En l’espèce, après avoir signé une rupture conventionnelle homologuée avec la directrice de l’association qui l’employait, une salariée a contesté cette rupture en saisissant la juridiction prud’homale.
En appel, les juges ont constaté que l’article 10 des statuts de l’association stipulait que le conseil d’administration était investi du pouvoir de nommer et de révoquer tout membre du personnel, en particulier les cadres, directement ou par délégation à la direction, tandis que l’article 11 donnait pouvoir au président d’exécuter les décisions du conseil. Le document unique des délégations dans lequel étaient consignées les délégations de pouvoir au directeur précisait également que, si celui-ci était responsable de l’argumentaire du dossier, de la construction de la procédure et présentait le dossier au bureau pour débat et validation, la lettre de licenciement était, en revanche, signée par le président.

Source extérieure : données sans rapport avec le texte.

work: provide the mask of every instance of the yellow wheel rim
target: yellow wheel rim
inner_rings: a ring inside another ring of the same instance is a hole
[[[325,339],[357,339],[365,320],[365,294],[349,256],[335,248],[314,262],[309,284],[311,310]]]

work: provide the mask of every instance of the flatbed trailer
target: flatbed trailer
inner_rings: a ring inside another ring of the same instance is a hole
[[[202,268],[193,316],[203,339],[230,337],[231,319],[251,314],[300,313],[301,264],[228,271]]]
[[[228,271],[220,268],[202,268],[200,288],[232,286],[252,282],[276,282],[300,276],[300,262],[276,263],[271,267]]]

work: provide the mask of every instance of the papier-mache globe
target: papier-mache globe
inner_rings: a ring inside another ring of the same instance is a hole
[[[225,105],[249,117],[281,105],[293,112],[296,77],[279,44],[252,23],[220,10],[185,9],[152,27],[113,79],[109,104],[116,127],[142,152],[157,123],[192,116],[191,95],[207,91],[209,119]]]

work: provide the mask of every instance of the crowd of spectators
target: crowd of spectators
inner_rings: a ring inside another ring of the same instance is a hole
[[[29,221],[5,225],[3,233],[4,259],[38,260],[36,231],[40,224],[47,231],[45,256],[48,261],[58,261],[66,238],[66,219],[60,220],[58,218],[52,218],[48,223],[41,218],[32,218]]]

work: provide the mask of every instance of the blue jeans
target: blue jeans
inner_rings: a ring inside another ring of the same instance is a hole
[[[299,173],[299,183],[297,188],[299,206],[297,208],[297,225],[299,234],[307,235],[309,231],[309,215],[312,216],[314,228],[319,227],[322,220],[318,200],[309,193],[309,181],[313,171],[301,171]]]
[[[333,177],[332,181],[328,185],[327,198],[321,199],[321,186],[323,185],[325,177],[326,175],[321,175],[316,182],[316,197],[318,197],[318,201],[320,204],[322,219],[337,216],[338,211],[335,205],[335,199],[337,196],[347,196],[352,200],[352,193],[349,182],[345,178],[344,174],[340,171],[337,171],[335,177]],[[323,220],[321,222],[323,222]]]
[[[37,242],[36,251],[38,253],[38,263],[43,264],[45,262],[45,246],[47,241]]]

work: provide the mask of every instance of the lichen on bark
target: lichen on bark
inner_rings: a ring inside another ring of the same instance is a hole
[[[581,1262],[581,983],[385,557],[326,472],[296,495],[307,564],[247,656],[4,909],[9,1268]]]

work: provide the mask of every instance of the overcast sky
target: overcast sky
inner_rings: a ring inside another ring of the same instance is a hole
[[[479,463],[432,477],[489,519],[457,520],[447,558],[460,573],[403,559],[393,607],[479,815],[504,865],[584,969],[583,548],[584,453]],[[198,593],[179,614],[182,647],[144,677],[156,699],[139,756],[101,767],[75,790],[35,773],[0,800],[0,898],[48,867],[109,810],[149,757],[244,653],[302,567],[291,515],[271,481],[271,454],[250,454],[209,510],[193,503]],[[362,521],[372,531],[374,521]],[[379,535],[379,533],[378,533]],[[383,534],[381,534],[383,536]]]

Les juges de la cour d’appel en ont déduit, d’une part, que, si le directeur avait un rôle actif dans la préparation d’une procédure tendant à la rupture d’un contrat de travail, il ne disposait pas du pouvoir de signer l’acte de rupture, tant s’agissant d’un licenciement que d’une rupture conventionnelle, d’autre part, que le document unique des délégations ne contenait pas de délégation du président au directeur en ce sens. Ils en ont conclu que la rupture conventionnelle, signée par la directrice, dépourvue du pouvoir de la signer, était sans cause réelle et sérieuse.
Devant la Cour de cassation, le pourvoi de l’employeur invoquait le fait que ces prévisions des statuts ne visaient que le licenciement, et ne pouvaient pas être étendues à la rupture conventionnelle. Mais son pourvoi est rejeté.
Pour la Cour de cassation, dès lors que les statuts d’une association ne donnent pas pouvoir à son directeur de signer un acte de rupture du contrat de travail, tant s’agissant du licenciement que de la rupture conventionnelle homologuée, la rupture résultant de la convention signée par la directrice de l’association qui n’en avait pas le pouvoir est sans cause réelle et sérieuse.
La Haute juridiction estime ainsi qu’en l’absence de dispositions statutaires spécifiques relatives à la rupture conventionnelle, le pouvoir de signer celle-ci est subordonné au pouvoir de licencier, tel qu’il est défini par les statuts.
► A notre avis : les dispositions des statuts définissant la personne ayant le pouvoir de licencier ont en réalité pour objet d’encadrer la rupture du contrat de travail, quelle qu’en soit la forme, même conventionnelle : on peut en effet envisager que les rédacteurs des statuts, bien que soucieux d’encadrer toute rupture, n’aient pas envisagé d’autre hypothèse que le licenciement
Même si la Cour de cassation ne s’est pas prononcée sur ce point, on peut réserver l’hypothèse dans laquelle les statuts prévoient une personne titulaire du droit de signer une rupture conventionnelle, éventuellement distincte de celle qui détiendrait le pouvoir de licencier. Dans cette hypothèse, les dispositions statutaires définissant expressément le pouvoir de signer la rupture conventionnelle devraient recevoir application.